Sequential vs random over the same data, the same size, the same arithmetic:

  • ~300× difference in time per element (0.15 ns vs ~50 ns)
  • ~2-3× difference in instantaneous watts
  • ~600-1000× difference in joules per element processed

Notice that the energy ratio is the product of the time ratio and the power ratio. Energy is power × time; when a layout choice slows things down and draws more watts, the two effects compound multiplicatively. A workload that is 300× slower and 3× more power-hungry is 900× more energy-expensive — not 303×. Slow workloads pay twice: once in elapsed seconds, once in watts per second.

Layout-aware programming is power-aware programming. The bandwidth-bound path keeps the chip cool and fast; the latency-bound path keeps it hot and slow.

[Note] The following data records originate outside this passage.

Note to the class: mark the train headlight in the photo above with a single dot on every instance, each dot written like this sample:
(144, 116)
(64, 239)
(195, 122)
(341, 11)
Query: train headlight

Two paths, one chip, one decision: where does the data sit?

Exercise 10 — Joules per access

10⁷ sequential u64 reads: each line carries 8 elements, so 1.25 × 10⁶ line loads. Most are served from the prefetcher’s pipeline (effectively L1-priced after the first miss in a stream), so use ~0.5 nJ per element on average. Total: 10⁷ × 0.5 nJ = 5 mJ.

10⁷ random u64 reads: every access is a fresh L3-or-RAM miss. Use ~30 nJ per element. Total: 10⁷ × 30 nJ = 300 mJ.

Ratio: 60×.

As a fraction of a 50 Wh battery (50 × 3600 = 180,000 J):

  • Sequential: 5 × 10⁻³ J / 180,000 J ≈ 2.8 × 10⁻⁸ of a charge — negligible per run.
  • Random: 300 × 10⁻³ J / 180,000 J ≈ 1.7 × 10⁻⁶ of a charge — still small per run.

The absolute numbers are tiny; the ratio is what scales. Run that loop ten million times a day across a fleet of devices and the choice of layout becomes the difference between a noticeable cooling-fan hum and a silent machine — and, at data-centre scale, a measurable line item on the electricity bill.